ECLI:NL:RBDHA:2023:21653

Rechtbank Den Haag

Datum uitspraak
21 november 2023
Publicatiedatum
26 januari 2024
Zaaknummer
NL23.34442
Instantie
Rechtbank Den Haag
Type
Uitspraak
Procedures
  • Eerste aanleg - enkelvoudig
Vindplaatsen
  • Rechtspraak.nl
AI samenvatting door LexboostAutomatisch gegenereerd

Maatregel van bewaring van een Marokkaanse asielzoeker in het bestuursrecht

In deze zaak heeft de Rechtbank Den Haag op 21 november 2023 uitspraak gedaan in een beroep tegen een maatregel van bewaring opgelegd aan een Marokkaanse asielzoeker. De maatregel van bewaring was opgelegd door de Staatssecretaris van Justitie en Veiligheid op 31 oktober 2023, op grond van artikel 59b, eerste lid, aanhef en onder b, van de Vreemdelingenwet 2000. Eiseres, die stelt de Marokkaanse nationaliteit te hebben, heeft tegen dit besluit beroep ingesteld. Tijdens de zitting op 14 november 2023 is eiseres verschenen, bijgestaan door haar gemachtigde, en is er een tolk aanwezig geweest. De rechtbank heeft de argumenten van eiseres gehoord, waaronder dat zij op 27 oktober 2023 een asielaanvraag heeft ingediend en dat de bewaringsmaatregel onrechtmatig was omdat zij niet aan het toezicht had onttrokken.

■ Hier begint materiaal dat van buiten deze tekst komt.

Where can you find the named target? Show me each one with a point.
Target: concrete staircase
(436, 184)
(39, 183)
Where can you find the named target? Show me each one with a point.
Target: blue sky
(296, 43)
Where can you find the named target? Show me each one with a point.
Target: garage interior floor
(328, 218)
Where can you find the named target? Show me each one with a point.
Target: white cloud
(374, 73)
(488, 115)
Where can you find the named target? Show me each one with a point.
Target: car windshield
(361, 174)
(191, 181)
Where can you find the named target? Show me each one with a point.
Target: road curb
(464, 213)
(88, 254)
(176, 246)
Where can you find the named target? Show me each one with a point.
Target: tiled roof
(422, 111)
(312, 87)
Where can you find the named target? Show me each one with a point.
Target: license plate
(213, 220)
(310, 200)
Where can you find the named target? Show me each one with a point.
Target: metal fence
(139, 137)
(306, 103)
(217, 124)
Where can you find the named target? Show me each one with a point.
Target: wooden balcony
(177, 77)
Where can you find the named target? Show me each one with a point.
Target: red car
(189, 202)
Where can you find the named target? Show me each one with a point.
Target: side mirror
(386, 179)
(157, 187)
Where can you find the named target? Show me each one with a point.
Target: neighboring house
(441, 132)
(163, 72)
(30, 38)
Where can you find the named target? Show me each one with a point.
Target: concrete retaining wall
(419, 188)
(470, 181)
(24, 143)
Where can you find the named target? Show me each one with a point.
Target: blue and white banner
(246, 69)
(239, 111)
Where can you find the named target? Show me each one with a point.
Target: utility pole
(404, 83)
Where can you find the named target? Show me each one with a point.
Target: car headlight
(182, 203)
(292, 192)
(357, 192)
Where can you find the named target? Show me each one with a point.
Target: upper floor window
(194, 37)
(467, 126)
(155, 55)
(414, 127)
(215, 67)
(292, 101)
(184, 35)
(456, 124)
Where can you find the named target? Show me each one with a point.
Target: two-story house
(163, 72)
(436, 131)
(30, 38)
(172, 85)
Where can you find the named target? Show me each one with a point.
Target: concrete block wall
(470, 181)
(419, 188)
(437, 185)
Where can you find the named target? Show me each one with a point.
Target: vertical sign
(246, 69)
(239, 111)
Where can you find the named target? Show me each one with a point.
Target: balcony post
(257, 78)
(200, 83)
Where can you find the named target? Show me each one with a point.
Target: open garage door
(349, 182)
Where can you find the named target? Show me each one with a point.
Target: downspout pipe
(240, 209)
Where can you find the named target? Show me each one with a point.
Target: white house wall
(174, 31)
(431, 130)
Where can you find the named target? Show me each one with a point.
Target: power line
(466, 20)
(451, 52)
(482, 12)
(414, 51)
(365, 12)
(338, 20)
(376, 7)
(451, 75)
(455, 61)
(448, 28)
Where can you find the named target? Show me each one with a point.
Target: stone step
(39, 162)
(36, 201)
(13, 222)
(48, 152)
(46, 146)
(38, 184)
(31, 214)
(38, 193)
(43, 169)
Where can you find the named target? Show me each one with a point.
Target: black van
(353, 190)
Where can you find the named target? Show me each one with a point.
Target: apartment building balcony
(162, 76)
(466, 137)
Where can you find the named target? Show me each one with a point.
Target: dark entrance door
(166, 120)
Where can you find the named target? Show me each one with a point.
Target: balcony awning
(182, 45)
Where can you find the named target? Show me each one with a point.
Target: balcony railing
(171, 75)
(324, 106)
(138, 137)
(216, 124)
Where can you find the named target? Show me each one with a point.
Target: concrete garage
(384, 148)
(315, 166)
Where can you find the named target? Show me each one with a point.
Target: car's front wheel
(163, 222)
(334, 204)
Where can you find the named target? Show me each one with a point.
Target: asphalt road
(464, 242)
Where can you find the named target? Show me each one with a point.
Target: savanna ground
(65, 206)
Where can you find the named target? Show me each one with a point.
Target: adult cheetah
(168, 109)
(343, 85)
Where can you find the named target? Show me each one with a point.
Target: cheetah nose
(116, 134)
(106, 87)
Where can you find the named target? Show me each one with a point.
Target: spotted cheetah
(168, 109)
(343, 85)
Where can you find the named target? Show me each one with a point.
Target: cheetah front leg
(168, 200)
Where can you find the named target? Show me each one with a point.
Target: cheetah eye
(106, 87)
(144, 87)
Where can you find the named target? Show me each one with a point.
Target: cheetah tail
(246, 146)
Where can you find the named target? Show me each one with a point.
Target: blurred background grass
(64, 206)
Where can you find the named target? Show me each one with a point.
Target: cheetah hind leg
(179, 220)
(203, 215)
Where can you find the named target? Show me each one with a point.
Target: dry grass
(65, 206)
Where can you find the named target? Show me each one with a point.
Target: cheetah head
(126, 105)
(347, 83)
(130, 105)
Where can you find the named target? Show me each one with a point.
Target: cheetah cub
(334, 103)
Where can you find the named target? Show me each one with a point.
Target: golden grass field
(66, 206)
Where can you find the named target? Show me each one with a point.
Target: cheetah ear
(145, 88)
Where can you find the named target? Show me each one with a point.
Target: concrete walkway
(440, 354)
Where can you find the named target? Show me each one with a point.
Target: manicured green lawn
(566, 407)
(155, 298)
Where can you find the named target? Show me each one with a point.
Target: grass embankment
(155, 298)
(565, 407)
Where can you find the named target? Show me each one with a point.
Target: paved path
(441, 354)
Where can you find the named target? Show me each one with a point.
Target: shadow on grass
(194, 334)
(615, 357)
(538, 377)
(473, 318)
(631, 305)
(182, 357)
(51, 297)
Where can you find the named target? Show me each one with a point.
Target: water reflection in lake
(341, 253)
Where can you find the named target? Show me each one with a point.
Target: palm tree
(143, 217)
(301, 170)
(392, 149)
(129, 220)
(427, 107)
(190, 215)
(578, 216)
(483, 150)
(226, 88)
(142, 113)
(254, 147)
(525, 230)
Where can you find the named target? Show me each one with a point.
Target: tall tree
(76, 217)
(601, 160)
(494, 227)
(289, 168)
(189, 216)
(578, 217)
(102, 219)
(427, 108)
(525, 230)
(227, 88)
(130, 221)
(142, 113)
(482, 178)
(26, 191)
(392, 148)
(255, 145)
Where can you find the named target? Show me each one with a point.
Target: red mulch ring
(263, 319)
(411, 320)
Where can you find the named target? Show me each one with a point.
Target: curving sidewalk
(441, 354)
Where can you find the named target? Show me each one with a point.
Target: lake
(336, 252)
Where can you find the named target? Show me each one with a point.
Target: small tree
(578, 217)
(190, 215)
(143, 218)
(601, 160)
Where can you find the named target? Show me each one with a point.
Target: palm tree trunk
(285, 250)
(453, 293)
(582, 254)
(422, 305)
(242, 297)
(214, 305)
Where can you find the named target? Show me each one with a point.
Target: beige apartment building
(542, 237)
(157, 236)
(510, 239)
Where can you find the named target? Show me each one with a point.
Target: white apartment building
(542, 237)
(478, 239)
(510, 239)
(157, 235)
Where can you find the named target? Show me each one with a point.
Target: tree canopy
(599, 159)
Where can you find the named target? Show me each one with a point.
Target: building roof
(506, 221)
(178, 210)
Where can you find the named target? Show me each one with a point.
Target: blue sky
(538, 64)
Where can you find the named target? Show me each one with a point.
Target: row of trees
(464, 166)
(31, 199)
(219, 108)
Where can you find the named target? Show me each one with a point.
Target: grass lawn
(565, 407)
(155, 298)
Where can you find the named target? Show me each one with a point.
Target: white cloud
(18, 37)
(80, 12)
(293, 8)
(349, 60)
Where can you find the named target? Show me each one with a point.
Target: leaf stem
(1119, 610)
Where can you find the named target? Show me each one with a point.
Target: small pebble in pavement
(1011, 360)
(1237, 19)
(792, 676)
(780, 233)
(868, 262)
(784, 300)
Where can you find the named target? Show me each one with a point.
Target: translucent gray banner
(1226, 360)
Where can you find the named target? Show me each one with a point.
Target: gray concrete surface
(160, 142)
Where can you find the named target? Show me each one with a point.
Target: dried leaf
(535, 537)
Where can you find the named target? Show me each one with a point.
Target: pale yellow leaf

De rechtbank heeft overwogen dat de Staatssecretaris voldoende gronden heeft aangevoerd voor de maatregel van bewaring. De rechtbank oordeelt dat de asielaanvraag van eiseres de Staatssecretaris er niet van hoeft te weerhouden om een bewaringsmaatregel op te leggen. De rechtbank heeft vastgesteld dat er voldoende gronden zijn om de maatregel te kunnen dragen, en dat deze gronden niet feitelijk onjuist zijn. Eiseres heeft meerdere keren aangegeven niet mee te zullen werken aan haar uitzetting, wat ook een belangrijke factor is in de beslissing van de rechtbank.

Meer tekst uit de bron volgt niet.